In der ersten Verhandlungsrunde vom 31. Oktober hat eine Delegation, bestehend aus dem Bürgermeister von Mitte, einigen bezirklichen Vertreter_innen aus Parteien und Medien mit den Geflüchteten geredet. Nach zwei Stunden Besprechung und Verhandlung haben sich beide Seiten darauf geeinigt, dass die Geflüchteten während ihres Protestes Kältebusse zum Schlafen in Anspruch nehmen können. Der Protest auf der Straße wird jedoch rund um die Uhr fortgesetzt. Einigung gab es auch bezüglich des Aufstellens von drei Tischen und vier Stühlen, um Passanten und Presse informieren zu können. Die Stadtverwaltung hat sich verpflichtet mit der Polizeiführung in Kontakt zu bleiben, um die starke Präsenz von Polizeikräften auf dem Platz zu reduzieren. Diese Übereinkunft wird bis zum 5. November Bestand haben. Weiterhin haben die Geflüchteten erklärt, Verhandlungen mit Regierungsvertreter_innen führen zu wollen, welche über mehr exekutive Macht verfügen, um ihre Forderungen deutlich zu machen. Sie haben angekündigt, nur im Falle positiver Reaktionen von Seiten der Regierung weitere Entscheidungen bezüglich der Fortführung des Hungerstreiks und des Straßenprotestes zu treffen.

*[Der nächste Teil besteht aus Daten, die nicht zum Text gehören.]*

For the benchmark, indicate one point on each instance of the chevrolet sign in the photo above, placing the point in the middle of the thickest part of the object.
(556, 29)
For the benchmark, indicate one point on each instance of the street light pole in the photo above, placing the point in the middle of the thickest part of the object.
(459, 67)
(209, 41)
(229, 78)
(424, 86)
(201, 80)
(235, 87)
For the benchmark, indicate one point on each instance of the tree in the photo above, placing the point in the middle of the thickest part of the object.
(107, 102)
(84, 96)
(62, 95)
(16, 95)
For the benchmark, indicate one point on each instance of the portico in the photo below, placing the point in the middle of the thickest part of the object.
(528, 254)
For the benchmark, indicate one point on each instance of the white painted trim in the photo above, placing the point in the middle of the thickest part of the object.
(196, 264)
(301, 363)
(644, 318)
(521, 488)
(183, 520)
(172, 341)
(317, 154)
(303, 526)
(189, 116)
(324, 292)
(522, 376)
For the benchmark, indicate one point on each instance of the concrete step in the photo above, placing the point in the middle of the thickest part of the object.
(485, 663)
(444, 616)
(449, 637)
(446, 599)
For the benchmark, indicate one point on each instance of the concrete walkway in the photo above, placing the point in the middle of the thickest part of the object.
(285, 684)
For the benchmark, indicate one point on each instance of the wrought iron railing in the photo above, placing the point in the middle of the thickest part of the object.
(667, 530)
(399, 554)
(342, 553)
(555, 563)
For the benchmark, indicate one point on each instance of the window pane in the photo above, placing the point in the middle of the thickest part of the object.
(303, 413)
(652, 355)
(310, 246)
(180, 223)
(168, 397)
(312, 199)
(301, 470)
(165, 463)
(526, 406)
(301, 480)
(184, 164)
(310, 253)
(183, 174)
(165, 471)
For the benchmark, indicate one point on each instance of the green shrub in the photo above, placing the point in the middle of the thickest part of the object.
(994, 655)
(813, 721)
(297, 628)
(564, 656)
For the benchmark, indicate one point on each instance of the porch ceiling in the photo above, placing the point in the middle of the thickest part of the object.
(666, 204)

Die zweite Verhandlungsrunde begann am 1. November 2012 um 16:00 Uhr. Eine Delegation bestehend aus Maria Böhmer, Migrationsbeauftragte der Bundesregierung, und Dilet Kolat, Berliner Senatorin für Integration, verhandelte mit einigen der protestierenden Geflüchteten. Vertreter_innen des Flüchtlingsrates waren ebenso als Beobachter_innen anwesend und ein Berichterstatter des Berliner Instituts für politische Flüchtlinge als Übersetzer. Es wurde gemeinsam beschlossen, die Sitzung hinter geschlossenen Türen zu führen. In dieser Verhandlungsrunde, die vier Stunden beanspruchte, haben die Vertreter_innen der Regierung die Kampagne der Geflüchteten als rechtmäßig anerkannt sowie die aktuellen Umstände der Asylpolitik bestätigt. Sie versprachen erste juristische Schritte einzuleiten, welche die Voraussetzung dafür sind, die Forderungen der Aktivist_innen in die parlamentarische Debatte zu bringen, um die folgenden Rechte und infrastrukturellen Maßnahmen zu gewährleisten: das Recht zu arbeiten, das Recht die deutsche Sprache zu erlernen, die Abschaffung der Residenzpflicht. Die Abschiebepolitik betreffend wurde sich darauf geeinigt, das Bleiberecht im Parlament zu thematisieren. Bei dieser Parlamentssitzung, welche in drei Monaten stattfinden wird, werden zwei der protestierenden Geflüchteten anwesend sein, um über den Verlauf der Gesetzesänderung informiert zu werden. Der genaue Termin dieser Sitzung wird den Geflüchteten und der Öffentlichkeit innerhalb der nächsten zwei Wochen mitgeteilt. Der Kontakt zwischen den Behörden und den protestierenden Geflüchteten wird aufrecht erhalten, bis ihnen die Ergebnisse der Entscheidungen mitgeteilt werden.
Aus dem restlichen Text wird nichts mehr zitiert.